When an ONOS node is bootstrapped, it connects to the external Atomix cluster for data storage and coordination. Upon connecting, the ONOS node notifies Atomix of its existence and location. Atomix then broadcasts the new node's information to all other connected ONOS nodes, and connected ONOS nodes subsequently connect directly back to the new ONOS node for peer-to-peer communication. This allows ONOS nodes to dynamically discover one another while still preserving the same performance characteristics as in past releases.

But the introduction of service discovery for the ONOS controller changes its cluster configuration. In past releases, cluster.json was used to list each ONOS node's peers and the distribution of Raft partitions in the cluster. But ONOS nodes now have no knowledge of their peers or the available storage partitions. Instead, ONOS nodes need only be configured to locate and connect to Atomix to discover each other and store state.
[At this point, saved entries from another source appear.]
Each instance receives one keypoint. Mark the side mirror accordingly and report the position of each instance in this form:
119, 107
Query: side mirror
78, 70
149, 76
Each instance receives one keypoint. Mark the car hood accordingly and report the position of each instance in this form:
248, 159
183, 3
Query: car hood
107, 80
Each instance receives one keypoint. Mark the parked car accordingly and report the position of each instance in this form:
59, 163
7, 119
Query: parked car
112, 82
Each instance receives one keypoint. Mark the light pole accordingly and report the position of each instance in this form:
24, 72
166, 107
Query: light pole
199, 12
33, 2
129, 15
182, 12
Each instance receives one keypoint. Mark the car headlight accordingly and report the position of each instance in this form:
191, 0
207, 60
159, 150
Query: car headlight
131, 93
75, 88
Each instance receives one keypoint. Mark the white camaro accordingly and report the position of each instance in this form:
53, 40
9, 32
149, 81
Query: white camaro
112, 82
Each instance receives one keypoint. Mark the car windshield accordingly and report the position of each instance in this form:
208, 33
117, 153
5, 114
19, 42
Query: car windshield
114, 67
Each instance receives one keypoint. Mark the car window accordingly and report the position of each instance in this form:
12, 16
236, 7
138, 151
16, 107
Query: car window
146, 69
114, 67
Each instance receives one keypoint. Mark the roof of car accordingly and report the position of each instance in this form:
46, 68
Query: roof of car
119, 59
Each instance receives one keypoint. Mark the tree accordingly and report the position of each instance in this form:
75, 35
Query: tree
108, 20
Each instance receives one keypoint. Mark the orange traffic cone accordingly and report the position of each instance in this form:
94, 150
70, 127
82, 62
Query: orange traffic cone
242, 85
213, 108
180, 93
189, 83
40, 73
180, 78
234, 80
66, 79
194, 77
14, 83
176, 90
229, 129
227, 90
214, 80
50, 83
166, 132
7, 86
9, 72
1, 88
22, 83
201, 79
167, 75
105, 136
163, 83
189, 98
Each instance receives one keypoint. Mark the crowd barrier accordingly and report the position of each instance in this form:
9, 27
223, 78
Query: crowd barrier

To facilitate the new cluster architecture, the format of cluster.json is changed to list the set of Atomix nodes rather than the set of ONOS nodes. This is done by listing the nodes in the storage field:

{
  "name": "onos",
  "storage": [
    {
      "id": "atomix-1",
      "ip": "10.192.19.111",
      "port": 5679
    },
    {
      "id": "atomix-2",
      "ip": "10.192.19.112",
      "port": 5679
    },
    {
      "id": "atomix-3",
      "ip": "10.192.19.113",
      "port": 5679
    }
  ]
}

To configure the ONOS cluster, place the cluster.json file in the /config directory under the ONOS root.

The format is the same as the format for the nodes field in past releases, but the listed IP/port combinations are for Atomix nodes rather than ONOS nodes. In addition to support for IP addresses, ONOS 1.14.1 introduced support for hostnames via the host field:

{
  "name": "onos",
  "storage": [
    {
      "id": "atomix-1",
      "host": "atomix-1",
      "port": 5679
    },
    {
      "id": "atomix-2",
      "host": "atomix-2",
      "port": 5679
    },
    {
      "id": "atomix-3",
      "host": "atomix-3",
      "port": 5679
    }
  ]
}

In past releases, ONOS nodes could be assigned human readable identifiers. In order to facilitate this in the Owl release, we added an additional node field to describe the local node.

{
  "name": "onos",
  "node": {
    "id": "onos-1",
    "ip": "10.192.19.121",
    "port": 9876
  },
  "storage": [
    ...
  ]
}

Rolling Upgrades

Atomix supports rolling upgrades, allowing ONOS users to introduce bug fixes and new primitive features into their running ONOS clusters. To upgrade an Atomix cluster, simply shutdown, update, and restart each Atomix node in sequence, ensuring each node becomes fully available prior to proceeding to the next node. Atomix guarantees backwards compatibility for all Atomix version 3.0.x releases.